Todavia, para Bruno, entre nós, dever-se-ia ir mais longe. Com a paróquia civil, o município, o cantão, o Estado e a Federação, Portugal deveria ser dividido em dois Estados, um no Norte, outro no Sul, tendo o primeiro como capital o Porto e o segundo Lisboa, que seria ao mesmo tempo capital da federação portuguesa ou Estado federal.
No mesmo sentido, se organizaria a Madeira, os Açores e as “possessões do Ultramar”, sendo este o único caminho de conservar estas regiões ligadas ao continente, pois “prosseguindo-se na política unitarista de extorsão de que são vítimas, tarde ou cedo, como as que as precederam, se desmembrarão da mãe-pátria”.
Mas Bruno esclarece ainda um pouco mais o projecto de organização federativo: cada parte terá como limite para a sua soberania os direitos imprescritíveis da personalidade humana, funcionará pelo sufrágio universal directo corrigido com o princípio da representação das minorias, e será autónomo na sua esfera específica, sem qualquer interferência superior, tal como ficará estipulada no “pacto fundamental da nação”.

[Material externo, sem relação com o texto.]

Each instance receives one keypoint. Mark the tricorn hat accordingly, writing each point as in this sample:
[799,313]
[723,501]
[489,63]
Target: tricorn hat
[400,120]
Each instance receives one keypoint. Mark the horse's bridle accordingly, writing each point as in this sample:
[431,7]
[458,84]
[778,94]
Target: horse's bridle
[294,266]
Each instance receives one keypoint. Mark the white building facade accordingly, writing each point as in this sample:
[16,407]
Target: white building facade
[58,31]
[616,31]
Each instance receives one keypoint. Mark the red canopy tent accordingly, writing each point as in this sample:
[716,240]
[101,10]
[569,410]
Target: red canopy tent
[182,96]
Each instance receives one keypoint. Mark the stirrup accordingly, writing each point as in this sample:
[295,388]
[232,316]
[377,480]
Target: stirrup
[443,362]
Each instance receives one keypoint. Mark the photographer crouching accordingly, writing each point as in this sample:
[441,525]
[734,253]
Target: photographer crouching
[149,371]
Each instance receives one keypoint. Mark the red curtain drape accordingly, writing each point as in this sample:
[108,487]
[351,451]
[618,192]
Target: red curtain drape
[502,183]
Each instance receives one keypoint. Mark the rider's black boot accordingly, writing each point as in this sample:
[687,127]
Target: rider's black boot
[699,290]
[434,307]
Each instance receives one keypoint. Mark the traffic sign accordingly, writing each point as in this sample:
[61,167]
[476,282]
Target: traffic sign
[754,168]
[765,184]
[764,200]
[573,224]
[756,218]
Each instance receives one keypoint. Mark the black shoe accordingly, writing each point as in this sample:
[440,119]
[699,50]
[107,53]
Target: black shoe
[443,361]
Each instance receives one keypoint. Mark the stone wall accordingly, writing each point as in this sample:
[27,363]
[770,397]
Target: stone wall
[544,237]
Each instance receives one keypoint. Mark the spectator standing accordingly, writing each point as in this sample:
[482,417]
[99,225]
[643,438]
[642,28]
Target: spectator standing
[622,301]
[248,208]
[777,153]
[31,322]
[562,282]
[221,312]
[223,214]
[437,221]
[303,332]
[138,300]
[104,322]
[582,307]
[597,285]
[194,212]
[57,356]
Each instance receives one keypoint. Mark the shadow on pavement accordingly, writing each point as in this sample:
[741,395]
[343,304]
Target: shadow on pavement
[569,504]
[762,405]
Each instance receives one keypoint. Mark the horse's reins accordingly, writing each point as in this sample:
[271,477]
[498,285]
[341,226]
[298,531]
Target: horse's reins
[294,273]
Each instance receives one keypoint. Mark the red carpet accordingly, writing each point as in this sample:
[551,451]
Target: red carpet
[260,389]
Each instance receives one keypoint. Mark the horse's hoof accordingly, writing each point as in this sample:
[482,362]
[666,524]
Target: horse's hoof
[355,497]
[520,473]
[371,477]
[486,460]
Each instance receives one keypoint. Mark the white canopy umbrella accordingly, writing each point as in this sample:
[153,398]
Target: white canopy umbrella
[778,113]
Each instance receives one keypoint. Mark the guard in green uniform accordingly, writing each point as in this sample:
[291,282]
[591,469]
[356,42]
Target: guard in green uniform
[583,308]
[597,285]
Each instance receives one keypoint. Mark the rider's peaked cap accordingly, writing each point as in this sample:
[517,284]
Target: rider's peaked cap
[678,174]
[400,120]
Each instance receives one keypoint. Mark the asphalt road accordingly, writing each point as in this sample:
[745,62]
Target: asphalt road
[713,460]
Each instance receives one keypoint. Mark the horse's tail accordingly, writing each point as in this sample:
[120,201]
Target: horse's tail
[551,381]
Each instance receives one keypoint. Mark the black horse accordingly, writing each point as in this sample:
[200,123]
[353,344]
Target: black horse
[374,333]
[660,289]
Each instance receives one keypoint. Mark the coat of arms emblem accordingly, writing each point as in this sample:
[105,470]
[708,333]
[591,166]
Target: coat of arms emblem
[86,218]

A primeira traição da república portuguesa implantada em 1910 ao seu próprio programa, firmado desde 1890 pela pena de Teófilo Braga, foi a imposição do estado unitário. A consciência de que já vimos o que deu e também de que deu o que tinha para dar, implica reflexão, sem tabus, sobre uma alternativa à esquizofrenia macrócefala sob que vivemos. E sobre o pensamento bruniano.
1 comentário:
O Sampaio Bruno já dizia estas coisas todas? Somos mesmo muito ignorantes. Têm-nos mantido na ignorância. Este blog é um bom serviço público.